Alone in the flat in the afternoons, I tried to write about what I'd heard . . . all I managed were images with a prodigious heat looming over them. The flicker and blaze, each new daily circuit of fire through a terrain I'd dreamed up, this was almost my only subject, and I couldn't find my way out of it. — Writing resembled swimming in this sense: once you'd gotten your head above water, once you'd started to swim, it was impossible to stop until at last you felt the sand of the far shore. In similar fashion you swam off with your words, born up by the blood-warm written words as over the surface of a
mine pit smelling of coal and rot . . . only that there seemed to be no far shore for these words, with the words you had to swim on and on, until the words ended by themselves, until the words themselves went under. But swimming in the words was safe, you couldn't drown in them, you could start over with them the next day. . . each afternoon, alone while the heat loomed on the street outside, while the heat on the street burned off each last little shadow, when the narrow sidewalks turned hot as stove plates for bare feet.
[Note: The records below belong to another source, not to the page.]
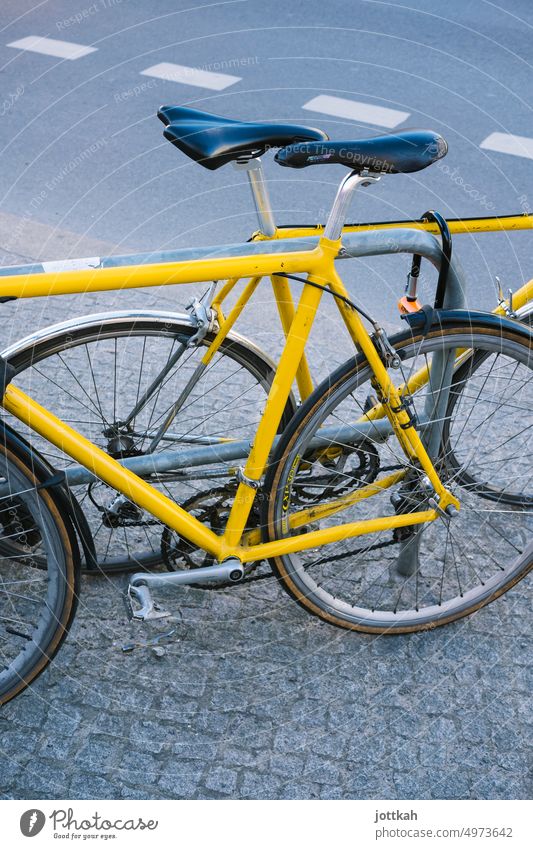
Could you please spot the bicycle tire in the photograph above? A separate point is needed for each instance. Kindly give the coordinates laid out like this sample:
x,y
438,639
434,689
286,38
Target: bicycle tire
x,y
27,647
98,331
282,481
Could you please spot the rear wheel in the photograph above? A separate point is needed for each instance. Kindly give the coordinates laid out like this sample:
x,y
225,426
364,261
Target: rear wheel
x,y
463,563
39,580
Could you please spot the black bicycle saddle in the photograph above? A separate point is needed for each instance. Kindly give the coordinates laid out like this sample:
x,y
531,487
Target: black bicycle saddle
x,y
393,153
213,141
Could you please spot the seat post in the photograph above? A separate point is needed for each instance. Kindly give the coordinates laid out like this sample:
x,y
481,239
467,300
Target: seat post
x,y
261,197
341,204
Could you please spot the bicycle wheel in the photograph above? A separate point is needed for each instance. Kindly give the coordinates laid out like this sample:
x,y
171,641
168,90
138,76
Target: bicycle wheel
x,y
93,373
462,563
39,580
474,395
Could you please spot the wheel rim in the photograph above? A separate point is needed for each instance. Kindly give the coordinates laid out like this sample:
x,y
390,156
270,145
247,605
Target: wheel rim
x,y
48,374
328,585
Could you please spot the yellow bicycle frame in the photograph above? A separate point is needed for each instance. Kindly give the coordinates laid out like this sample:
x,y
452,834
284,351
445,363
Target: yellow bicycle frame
x,y
318,264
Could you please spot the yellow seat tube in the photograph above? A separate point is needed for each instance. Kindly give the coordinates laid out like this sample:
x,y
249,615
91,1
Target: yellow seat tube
x,y
233,315
399,418
277,398
285,304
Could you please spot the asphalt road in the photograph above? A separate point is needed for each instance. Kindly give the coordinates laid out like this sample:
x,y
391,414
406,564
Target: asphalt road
x,y
288,707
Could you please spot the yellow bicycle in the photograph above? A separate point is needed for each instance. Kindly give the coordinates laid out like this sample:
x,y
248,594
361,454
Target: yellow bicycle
x,y
396,498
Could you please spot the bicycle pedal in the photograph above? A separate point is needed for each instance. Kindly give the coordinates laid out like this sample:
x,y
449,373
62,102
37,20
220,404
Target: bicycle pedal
x,y
147,608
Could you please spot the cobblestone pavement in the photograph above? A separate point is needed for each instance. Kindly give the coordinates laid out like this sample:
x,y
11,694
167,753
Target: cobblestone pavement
x,y
254,698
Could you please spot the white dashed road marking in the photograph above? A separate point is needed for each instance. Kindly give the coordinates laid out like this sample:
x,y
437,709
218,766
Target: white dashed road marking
x,y
52,47
507,143
191,76
356,111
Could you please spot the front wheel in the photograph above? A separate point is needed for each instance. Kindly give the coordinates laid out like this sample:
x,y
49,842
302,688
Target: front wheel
x,y
95,375
459,565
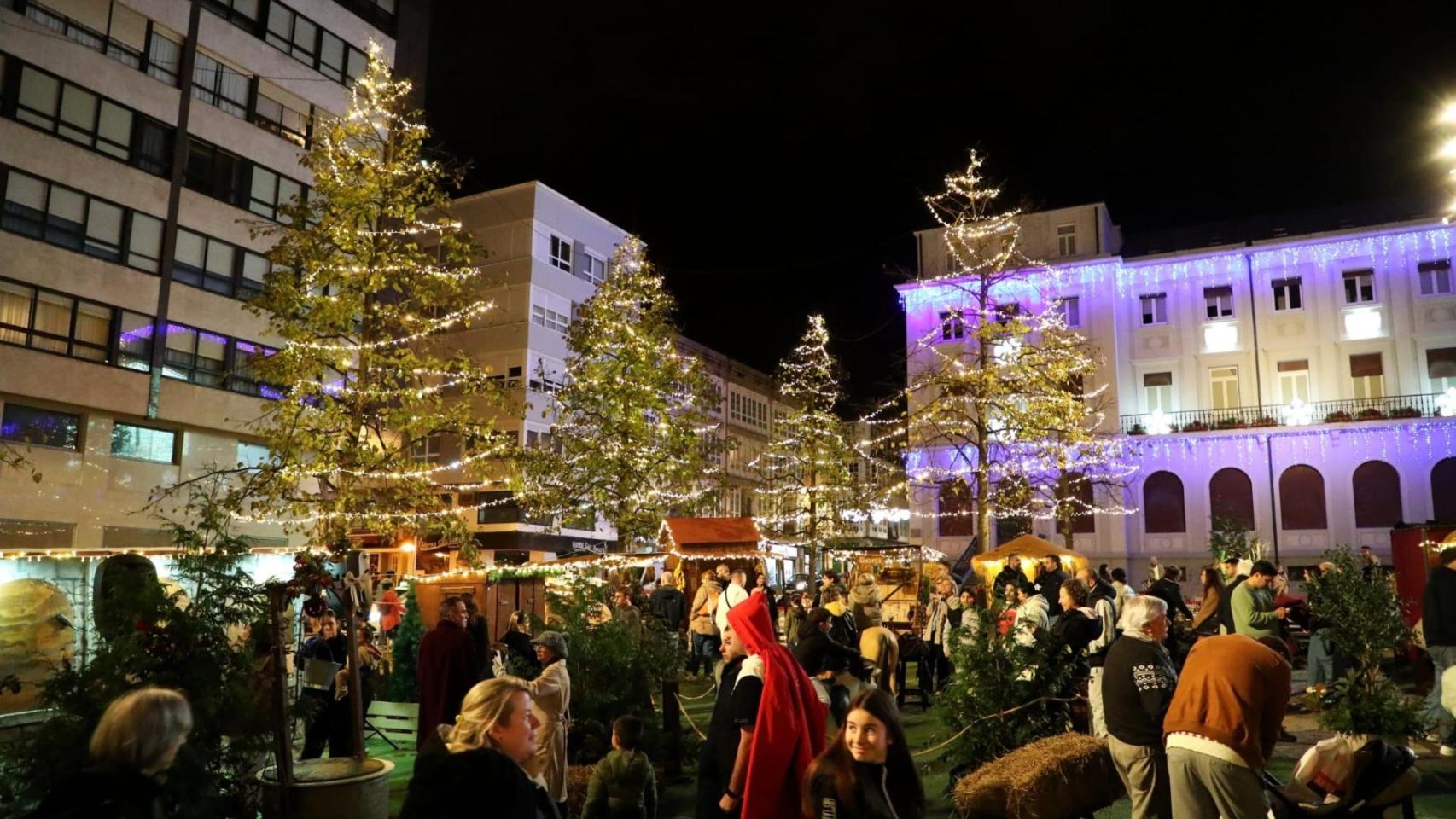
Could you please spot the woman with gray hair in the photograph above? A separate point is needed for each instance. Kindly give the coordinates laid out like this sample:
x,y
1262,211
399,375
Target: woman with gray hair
x,y
134,742
1138,685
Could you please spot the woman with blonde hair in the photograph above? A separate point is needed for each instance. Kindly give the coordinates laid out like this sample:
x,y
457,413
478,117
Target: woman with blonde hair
x,y
134,742
480,761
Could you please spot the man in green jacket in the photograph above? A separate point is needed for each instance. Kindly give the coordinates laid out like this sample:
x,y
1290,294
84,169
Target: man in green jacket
x,y
622,784
1254,613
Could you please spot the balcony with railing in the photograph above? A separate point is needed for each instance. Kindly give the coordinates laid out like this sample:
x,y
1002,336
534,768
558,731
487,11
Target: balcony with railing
x,y
1342,410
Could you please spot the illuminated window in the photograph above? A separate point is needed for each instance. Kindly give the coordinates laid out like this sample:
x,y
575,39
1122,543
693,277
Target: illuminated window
x,y
1367,375
1359,287
1287,294
1436,276
1155,309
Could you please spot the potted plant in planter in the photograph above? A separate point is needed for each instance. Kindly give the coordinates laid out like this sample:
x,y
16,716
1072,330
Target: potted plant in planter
x,y
1365,623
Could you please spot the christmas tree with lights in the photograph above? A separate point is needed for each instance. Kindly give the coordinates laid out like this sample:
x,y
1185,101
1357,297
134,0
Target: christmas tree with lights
x,y
373,414
1000,419
808,493
632,439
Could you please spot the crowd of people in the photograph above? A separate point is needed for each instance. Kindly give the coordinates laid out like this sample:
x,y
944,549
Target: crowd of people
x,y
1187,734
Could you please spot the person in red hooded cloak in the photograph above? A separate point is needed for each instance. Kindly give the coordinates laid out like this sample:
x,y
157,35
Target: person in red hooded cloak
x,y
788,732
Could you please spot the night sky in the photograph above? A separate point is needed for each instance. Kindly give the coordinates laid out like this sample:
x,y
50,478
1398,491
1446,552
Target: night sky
x,y
773,160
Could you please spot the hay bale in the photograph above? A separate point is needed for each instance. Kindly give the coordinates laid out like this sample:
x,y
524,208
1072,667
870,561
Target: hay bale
x,y
577,780
1059,777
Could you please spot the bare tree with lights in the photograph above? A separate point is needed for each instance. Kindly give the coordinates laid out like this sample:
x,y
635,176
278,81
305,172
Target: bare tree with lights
x,y
996,410
632,439
808,493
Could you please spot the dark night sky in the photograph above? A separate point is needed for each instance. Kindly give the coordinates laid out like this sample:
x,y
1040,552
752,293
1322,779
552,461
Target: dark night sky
x,y
775,160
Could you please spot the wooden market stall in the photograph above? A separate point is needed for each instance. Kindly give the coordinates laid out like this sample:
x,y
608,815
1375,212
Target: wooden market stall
x,y
1031,550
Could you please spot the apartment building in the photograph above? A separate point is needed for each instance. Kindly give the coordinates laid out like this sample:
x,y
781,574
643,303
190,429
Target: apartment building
x,y
1295,381
123,367
546,256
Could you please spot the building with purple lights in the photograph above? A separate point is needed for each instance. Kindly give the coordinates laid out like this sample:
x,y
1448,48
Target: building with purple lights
x,y
1299,385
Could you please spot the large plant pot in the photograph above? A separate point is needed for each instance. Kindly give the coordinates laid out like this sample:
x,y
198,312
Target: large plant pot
x,y
331,789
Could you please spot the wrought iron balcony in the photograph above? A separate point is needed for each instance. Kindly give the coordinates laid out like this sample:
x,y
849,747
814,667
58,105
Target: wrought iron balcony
x,y
1342,410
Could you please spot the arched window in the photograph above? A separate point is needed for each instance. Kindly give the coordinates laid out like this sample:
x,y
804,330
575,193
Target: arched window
x,y
1076,492
1377,497
1302,498
1231,495
1443,492
1162,503
955,509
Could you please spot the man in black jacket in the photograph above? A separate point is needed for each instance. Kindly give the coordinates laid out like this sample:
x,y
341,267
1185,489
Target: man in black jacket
x,y
1138,687
1439,620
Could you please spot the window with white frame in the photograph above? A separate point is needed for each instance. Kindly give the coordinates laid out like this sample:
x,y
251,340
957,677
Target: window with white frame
x,y
1436,276
550,311
951,325
1155,307
1218,301
1293,381
1287,294
1441,369
1367,375
1223,381
1359,286
1158,392
593,268
1070,309
1066,241
426,451
561,252
748,409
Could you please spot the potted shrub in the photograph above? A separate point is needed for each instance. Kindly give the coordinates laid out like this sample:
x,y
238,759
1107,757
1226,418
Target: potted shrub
x,y
1365,623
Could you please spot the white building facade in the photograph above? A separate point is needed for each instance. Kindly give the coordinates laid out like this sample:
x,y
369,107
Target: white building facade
x,y
1293,385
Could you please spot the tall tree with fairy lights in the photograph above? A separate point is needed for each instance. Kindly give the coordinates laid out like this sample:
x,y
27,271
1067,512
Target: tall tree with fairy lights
x,y
367,272
807,486
632,439
999,418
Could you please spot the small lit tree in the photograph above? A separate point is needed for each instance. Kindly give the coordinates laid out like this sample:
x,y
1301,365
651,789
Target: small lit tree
x,y
808,495
632,439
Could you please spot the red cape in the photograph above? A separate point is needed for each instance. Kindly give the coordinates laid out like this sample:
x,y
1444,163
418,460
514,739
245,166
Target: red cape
x,y
789,730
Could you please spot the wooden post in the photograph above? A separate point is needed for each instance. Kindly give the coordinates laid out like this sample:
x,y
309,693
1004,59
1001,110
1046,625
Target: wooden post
x,y
282,734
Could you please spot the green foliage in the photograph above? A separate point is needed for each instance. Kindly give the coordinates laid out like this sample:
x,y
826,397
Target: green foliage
x,y
807,486
995,674
367,274
614,670
632,439
402,685
1228,538
185,648
1365,623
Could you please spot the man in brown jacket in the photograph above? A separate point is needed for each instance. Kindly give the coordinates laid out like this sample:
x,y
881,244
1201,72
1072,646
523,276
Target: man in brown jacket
x,y
1222,726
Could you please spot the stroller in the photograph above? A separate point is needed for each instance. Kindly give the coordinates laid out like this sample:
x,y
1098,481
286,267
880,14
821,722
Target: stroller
x,y
1383,775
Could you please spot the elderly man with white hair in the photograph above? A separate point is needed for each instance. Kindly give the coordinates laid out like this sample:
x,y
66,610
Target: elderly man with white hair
x,y
1138,685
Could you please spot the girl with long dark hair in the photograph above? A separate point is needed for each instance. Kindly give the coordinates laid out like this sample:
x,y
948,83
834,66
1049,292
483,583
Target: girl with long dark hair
x,y
866,771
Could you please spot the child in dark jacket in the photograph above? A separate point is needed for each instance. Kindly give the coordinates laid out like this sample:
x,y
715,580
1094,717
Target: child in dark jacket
x,y
624,784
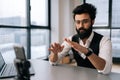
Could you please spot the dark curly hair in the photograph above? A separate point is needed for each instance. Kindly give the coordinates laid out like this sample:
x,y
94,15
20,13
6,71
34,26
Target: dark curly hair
x,y
85,8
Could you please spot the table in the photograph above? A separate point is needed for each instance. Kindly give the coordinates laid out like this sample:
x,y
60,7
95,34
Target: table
x,y
45,71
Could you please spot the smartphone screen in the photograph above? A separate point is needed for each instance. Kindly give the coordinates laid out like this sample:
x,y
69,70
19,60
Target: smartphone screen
x,y
19,52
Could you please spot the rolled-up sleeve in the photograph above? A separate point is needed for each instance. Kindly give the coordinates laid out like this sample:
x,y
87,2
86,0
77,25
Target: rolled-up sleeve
x,y
65,51
106,53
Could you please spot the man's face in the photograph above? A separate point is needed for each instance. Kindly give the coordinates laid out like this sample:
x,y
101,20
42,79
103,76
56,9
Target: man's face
x,y
83,25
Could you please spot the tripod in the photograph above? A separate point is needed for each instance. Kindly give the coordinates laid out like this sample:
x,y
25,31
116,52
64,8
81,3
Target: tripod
x,y
22,68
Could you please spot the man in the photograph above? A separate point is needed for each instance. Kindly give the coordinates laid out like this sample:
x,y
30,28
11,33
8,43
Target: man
x,y
90,49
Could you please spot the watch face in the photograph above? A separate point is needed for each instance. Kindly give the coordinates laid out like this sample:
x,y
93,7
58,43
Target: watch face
x,y
90,51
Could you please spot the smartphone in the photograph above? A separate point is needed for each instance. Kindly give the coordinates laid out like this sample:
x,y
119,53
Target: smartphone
x,y
19,52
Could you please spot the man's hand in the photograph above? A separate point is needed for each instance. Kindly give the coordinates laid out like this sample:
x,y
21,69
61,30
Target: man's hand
x,y
76,46
55,49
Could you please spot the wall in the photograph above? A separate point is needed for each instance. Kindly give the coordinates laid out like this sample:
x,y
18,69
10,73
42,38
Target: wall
x,y
62,24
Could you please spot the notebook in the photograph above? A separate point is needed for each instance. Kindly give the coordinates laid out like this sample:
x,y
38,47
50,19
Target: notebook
x,y
9,70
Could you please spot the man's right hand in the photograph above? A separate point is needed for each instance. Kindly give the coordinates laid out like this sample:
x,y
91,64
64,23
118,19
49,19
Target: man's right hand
x,y
55,49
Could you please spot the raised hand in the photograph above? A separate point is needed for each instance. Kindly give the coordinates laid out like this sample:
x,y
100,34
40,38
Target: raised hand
x,y
75,45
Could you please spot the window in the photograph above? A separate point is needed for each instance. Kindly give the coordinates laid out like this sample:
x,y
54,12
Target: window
x,y
108,23
25,22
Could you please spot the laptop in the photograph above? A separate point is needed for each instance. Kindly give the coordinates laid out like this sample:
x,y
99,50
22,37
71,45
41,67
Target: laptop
x,y
9,70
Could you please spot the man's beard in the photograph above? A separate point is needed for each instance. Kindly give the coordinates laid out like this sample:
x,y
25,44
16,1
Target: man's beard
x,y
84,34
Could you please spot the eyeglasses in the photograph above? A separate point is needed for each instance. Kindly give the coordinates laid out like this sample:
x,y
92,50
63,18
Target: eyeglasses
x,y
84,21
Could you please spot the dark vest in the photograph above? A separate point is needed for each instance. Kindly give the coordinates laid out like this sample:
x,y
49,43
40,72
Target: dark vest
x,y
94,46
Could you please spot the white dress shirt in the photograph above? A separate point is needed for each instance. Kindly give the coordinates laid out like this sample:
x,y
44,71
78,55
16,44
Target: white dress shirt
x,y
105,52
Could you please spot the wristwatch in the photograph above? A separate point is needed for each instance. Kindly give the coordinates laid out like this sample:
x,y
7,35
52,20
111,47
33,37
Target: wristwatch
x,y
90,51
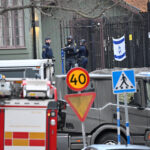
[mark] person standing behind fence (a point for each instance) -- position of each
(83, 54)
(47, 52)
(70, 53)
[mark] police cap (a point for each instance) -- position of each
(82, 41)
(48, 38)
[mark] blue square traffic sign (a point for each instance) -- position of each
(123, 81)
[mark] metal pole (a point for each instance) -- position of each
(83, 134)
(34, 32)
(127, 119)
(83, 131)
(118, 120)
(62, 59)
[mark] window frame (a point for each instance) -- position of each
(12, 33)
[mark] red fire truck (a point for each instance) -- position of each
(28, 122)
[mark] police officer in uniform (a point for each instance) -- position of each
(83, 54)
(47, 52)
(70, 53)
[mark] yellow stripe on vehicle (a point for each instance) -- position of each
(8, 135)
(20, 142)
(37, 135)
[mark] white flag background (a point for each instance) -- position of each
(119, 48)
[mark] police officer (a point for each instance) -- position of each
(47, 52)
(70, 54)
(83, 54)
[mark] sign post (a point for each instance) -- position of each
(123, 82)
(77, 80)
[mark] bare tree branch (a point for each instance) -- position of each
(42, 6)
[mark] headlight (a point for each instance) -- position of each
(53, 122)
(53, 114)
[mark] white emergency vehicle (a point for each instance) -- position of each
(29, 107)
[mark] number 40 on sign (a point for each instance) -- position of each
(77, 79)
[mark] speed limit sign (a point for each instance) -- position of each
(77, 79)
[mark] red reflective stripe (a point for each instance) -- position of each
(22, 106)
(21, 135)
(47, 129)
(1, 129)
(55, 94)
(37, 143)
(8, 142)
(53, 134)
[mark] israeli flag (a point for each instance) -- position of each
(119, 48)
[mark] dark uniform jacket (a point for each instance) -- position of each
(70, 50)
(47, 52)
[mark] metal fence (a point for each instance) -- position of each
(99, 33)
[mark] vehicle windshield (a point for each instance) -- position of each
(148, 92)
(19, 73)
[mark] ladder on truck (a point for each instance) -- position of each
(27, 68)
(28, 125)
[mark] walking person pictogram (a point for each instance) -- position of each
(124, 79)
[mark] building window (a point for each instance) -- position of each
(12, 26)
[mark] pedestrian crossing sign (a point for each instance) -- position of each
(123, 81)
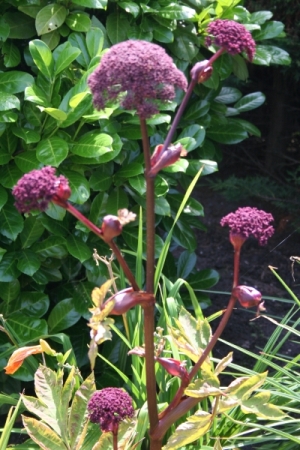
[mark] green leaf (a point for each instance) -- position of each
(177, 12)
(63, 56)
(101, 178)
(11, 222)
(20, 25)
(117, 26)
(62, 316)
(29, 136)
(50, 18)
(78, 409)
(14, 81)
(250, 101)
(204, 279)
(77, 40)
(128, 171)
(78, 21)
(198, 109)
(52, 247)
(187, 432)
(94, 41)
(27, 161)
(8, 268)
(183, 47)
(27, 329)
(92, 144)
(28, 262)
(277, 55)
(186, 263)
(260, 17)
(33, 304)
(95, 4)
(43, 435)
(51, 39)
(42, 56)
(228, 95)
(9, 176)
(52, 151)
(79, 186)
(10, 291)
(78, 248)
(3, 197)
(227, 134)
(130, 7)
(268, 31)
(12, 56)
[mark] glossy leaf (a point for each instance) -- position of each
(117, 26)
(27, 329)
(79, 187)
(78, 21)
(28, 262)
(250, 101)
(14, 81)
(52, 151)
(11, 222)
(42, 57)
(62, 316)
(78, 248)
(92, 144)
(63, 56)
(50, 18)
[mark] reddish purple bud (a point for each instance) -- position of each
(231, 36)
(247, 296)
(108, 407)
(127, 299)
(111, 227)
(161, 159)
(174, 367)
(201, 71)
(246, 222)
(36, 189)
(139, 74)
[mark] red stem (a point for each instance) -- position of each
(98, 232)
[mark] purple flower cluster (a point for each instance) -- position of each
(232, 36)
(250, 221)
(37, 188)
(139, 69)
(109, 407)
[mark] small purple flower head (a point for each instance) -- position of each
(109, 407)
(139, 69)
(39, 187)
(249, 221)
(232, 36)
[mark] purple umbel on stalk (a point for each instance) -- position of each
(109, 407)
(39, 187)
(232, 36)
(249, 221)
(142, 71)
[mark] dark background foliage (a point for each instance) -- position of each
(46, 118)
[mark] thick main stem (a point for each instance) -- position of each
(149, 326)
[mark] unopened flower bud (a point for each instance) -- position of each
(247, 296)
(174, 367)
(111, 227)
(164, 158)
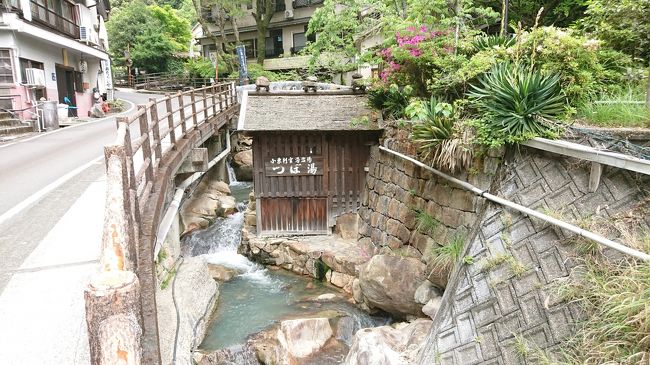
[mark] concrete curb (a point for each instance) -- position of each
(131, 108)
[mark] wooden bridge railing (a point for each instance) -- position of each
(120, 299)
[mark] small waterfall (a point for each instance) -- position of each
(232, 178)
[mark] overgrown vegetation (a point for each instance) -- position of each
(425, 223)
(614, 297)
(444, 257)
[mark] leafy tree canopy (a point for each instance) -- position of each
(153, 34)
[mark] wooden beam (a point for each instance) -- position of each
(594, 177)
(591, 154)
(195, 162)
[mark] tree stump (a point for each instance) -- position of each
(114, 318)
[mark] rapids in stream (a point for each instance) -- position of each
(258, 297)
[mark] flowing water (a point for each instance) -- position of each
(258, 297)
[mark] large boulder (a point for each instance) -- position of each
(389, 282)
(303, 337)
(292, 342)
(389, 345)
(243, 165)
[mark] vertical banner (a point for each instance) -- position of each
(243, 69)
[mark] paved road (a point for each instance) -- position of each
(28, 166)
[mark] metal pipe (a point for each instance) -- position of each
(170, 213)
(569, 227)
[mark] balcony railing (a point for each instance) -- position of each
(296, 49)
(273, 52)
(304, 3)
(51, 19)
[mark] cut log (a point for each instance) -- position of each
(114, 318)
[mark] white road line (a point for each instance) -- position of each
(131, 108)
(39, 194)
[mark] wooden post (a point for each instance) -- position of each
(114, 318)
(205, 105)
(170, 120)
(112, 298)
(181, 105)
(213, 90)
(220, 86)
(227, 95)
(193, 99)
(155, 129)
(146, 145)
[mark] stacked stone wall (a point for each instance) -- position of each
(397, 189)
(506, 295)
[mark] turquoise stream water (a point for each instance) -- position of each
(258, 297)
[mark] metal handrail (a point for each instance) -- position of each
(569, 227)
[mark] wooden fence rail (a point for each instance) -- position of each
(139, 168)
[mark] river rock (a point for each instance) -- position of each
(387, 345)
(432, 307)
(425, 292)
(356, 291)
(389, 282)
(221, 273)
(243, 165)
(227, 205)
(303, 337)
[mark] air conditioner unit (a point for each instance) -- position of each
(84, 34)
(35, 77)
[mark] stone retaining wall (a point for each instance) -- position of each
(506, 295)
(396, 189)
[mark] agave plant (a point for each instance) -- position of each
(488, 42)
(519, 103)
(439, 139)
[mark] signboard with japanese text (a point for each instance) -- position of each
(294, 166)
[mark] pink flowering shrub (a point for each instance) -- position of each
(412, 56)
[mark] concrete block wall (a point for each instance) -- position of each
(486, 310)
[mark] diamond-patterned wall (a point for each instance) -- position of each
(486, 305)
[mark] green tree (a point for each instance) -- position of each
(264, 10)
(152, 34)
(624, 25)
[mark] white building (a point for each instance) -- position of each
(55, 49)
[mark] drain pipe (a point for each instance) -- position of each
(170, 214)
(530, 212)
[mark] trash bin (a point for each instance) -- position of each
(50, 115)
(63, 111)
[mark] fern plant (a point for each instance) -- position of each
(439, 139)
(519, 104)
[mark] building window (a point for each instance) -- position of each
(25, 64)
(299, 42)
(251, 48)
(6, 71)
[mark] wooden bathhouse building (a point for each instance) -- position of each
(310, 155)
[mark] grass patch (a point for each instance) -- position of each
(425, 223)
(616, 111)
(168, 279)
(444, 257)
(616, 299)
(515, 267)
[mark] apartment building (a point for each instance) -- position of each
(285, 37)
(53, 49)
Men, I thought, without knowing why, could take the heat, they swam through its thoughts as through the shimmers in the air, while the women had spent half the summer lamenting the absence of storms. They were right; this August, oh, ever since mid-July, all the storms had breathed their death rattles over the woods. But women needed the rain, it seemed, only the rain, torrential showers, cloudbursts could fill them with new life. — When I lay in bed at night, sweating even beneath the single sheet, I saw them pass before me, lamenting and wringing their hands on the streets, whole processions of women with their imploring eyes turned skywards, where not the tiniest little cloud showed in the flawless blue. And only over the woods in the east did the dry thunder resound, refusing to approach the town. Before falling asleep I saw it was suddenly they who dominated the street, women no longer young, growing older and older, in their purple or black petticoats: with sunburned shoulders and upper arms they sat on the stoops and waited . . . Cigarettes glowed between their fingers, and smoke rose from them, it rose in the heat that abated not even at night. I heard them murmur, sleepless beneath my
window, a sleepless singsong, a sound of long-forgotten heathen incantations sent up to the sky, where the full moon hung, turning a deaf ear, white-red and immobile.